Metabetaeus lapillicola

Scientific classification
- Kingdom: Animalia
- Phylum: Arthropoda
- Class: Malacostraca
- Order: Decapoda
- Suborder: Pleocyemata
- Infraorder: Caridea
- Family: Alpheidae
- Genus: Metabetaeus
- Species: M. lapillicola
- Binomial name: Metabetaeus lapillicola Yamashita, Komai & Kon, 2023

= Metabetaeus lapillicola =

- Authority: Yamashita, Komai & Kon, 2023

Species of alpheid shrimp

Metabetaeus lapillicola is a species of alpheid shrimp native to Japan. It is one of four known species within the genus Metabetaeus. The species has been recorded living on beaches within Shizuoka and Mie Prefectures in Honshu, Japan.

== Description ==
Metabetaeus lapillicola is semi-transparent in colour with infrequent red chromatophores speckling the carapace and pleomeres. The eyes of the animal are darkly pigmented and located on eyestalks. The carapace is smooth and hairless. The antennal scale ends in a strong spine that projects beyond the lamella, and the antennules and antennae bear long, multi-segmented flagella.

The first pair of pereopods is distinctly unequal, with one cheliped being greatly elongated with an almost hairless palm, while the other is shorter and more slender. The remaining pereopods are slender walking legs and some possess small spines. The pleon has rounded margins on the anterior segments, a small tooth on the fifth, and a sub-rectangular telson lacking anal tubercles but armed with several pairs of stout setae. The uropodal exopod bears a strong lateral tooth.

Sexual dimorphism is present within this species and most visible in the pleopods. Males shrimp have a well developed appendix masculina on the second pleopod, while females have relatively long endopods on the first pleopods.
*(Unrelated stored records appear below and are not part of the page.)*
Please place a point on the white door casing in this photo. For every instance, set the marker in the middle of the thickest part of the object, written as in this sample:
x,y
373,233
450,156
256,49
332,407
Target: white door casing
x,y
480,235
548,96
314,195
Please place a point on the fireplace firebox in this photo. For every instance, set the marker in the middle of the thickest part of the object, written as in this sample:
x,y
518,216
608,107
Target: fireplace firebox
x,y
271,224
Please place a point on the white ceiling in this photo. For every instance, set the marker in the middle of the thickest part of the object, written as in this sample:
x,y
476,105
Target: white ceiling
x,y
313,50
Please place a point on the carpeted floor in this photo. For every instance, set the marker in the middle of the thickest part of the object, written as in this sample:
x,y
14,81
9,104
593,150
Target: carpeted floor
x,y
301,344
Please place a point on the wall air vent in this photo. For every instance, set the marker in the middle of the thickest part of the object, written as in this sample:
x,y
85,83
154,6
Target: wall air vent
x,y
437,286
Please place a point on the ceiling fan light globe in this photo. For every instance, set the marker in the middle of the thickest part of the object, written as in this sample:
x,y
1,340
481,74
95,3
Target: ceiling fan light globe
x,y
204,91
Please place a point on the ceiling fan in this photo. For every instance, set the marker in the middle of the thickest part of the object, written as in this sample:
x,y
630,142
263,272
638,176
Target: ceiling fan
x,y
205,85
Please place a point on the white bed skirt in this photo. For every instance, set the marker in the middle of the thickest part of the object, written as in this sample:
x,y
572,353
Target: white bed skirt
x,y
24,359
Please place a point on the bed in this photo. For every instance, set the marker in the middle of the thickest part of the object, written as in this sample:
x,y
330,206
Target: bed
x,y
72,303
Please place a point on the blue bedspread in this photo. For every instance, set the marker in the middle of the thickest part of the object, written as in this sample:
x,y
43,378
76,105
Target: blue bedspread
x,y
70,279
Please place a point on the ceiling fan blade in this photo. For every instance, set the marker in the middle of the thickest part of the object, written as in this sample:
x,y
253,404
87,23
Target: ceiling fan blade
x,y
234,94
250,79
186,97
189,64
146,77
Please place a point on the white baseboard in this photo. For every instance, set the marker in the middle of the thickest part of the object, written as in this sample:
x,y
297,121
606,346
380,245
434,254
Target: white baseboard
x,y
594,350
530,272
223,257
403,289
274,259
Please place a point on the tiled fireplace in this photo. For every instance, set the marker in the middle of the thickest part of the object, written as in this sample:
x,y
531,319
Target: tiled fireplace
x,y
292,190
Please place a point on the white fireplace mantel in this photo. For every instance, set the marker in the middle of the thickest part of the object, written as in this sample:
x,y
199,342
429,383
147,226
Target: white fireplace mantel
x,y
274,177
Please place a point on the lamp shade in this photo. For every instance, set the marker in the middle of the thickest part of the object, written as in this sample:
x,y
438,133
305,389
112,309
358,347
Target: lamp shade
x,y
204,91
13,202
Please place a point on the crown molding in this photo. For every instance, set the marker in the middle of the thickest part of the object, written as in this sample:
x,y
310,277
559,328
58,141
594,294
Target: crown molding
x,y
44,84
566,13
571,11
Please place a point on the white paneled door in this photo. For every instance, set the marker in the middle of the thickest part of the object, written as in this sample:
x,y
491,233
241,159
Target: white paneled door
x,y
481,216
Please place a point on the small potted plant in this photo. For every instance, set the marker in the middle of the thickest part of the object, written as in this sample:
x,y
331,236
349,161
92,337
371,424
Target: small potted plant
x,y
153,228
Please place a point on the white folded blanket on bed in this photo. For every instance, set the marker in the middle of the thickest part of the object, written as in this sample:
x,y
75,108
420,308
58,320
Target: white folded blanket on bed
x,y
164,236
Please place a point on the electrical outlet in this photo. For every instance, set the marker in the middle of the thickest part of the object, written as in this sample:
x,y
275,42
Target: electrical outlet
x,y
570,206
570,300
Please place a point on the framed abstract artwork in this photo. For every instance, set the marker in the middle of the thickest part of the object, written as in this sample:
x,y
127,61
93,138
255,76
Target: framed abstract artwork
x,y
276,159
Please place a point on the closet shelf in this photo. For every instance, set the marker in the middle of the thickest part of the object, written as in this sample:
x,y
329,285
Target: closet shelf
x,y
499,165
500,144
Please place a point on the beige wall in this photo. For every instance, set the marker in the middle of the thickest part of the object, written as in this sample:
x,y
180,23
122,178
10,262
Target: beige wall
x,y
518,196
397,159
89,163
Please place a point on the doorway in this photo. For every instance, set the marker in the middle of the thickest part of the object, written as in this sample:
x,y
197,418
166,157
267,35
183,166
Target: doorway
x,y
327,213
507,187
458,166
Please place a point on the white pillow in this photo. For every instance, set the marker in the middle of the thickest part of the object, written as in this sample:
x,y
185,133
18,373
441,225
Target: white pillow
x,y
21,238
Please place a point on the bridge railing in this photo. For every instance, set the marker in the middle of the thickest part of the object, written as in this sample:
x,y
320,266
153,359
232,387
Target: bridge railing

Metabetaeus lapillicola can be distinguished from other shrimp within the genus Metabetaeus by the presence of a pterygostomial spine on the carapace. The species also possesses highly unequal chelipeds, with the major cheliped being considerably elongate. It also lacks a distinct distolateral spine on the uropodal endopod.

=== Reproduction ===
Females have been observed to carry between 25 and 41 eggs, which start off greyish-green in colour. Egg carrying females have been recorded from June to September. The eggs within this species are large, measuring between 0.36 and 0.77 mm in diameter, which suggests the species may hatch at a relatively advanced stage rather than passing through multiple free-swimming larval phases.

== Habitat ==
Metabetaeus lapillicola is a marine shrimp that inhabits the spaces between small pebbles on shingle beaches. The pebbles are uniformly sized ranging in size from 1 to 3 centimetres in diameter. It has been recorded to occupy both the lower intertidal to the upper subtidal zones of the beaches it inhabits. The gaps between the pebbles on shingle beaches provide the species with both shelter and access to water during tidal fluctuations. M. lapillicola is notable for inhabiting dynamic interstitial pebble habitats that are generally considered unsuitable for macrobenthos such as Caridean shrimp.

== Etymology ==
The species name lapillicola is derived from a Latin word that means "pebble dweller", which relates to the shrimp's shingle beach habitat.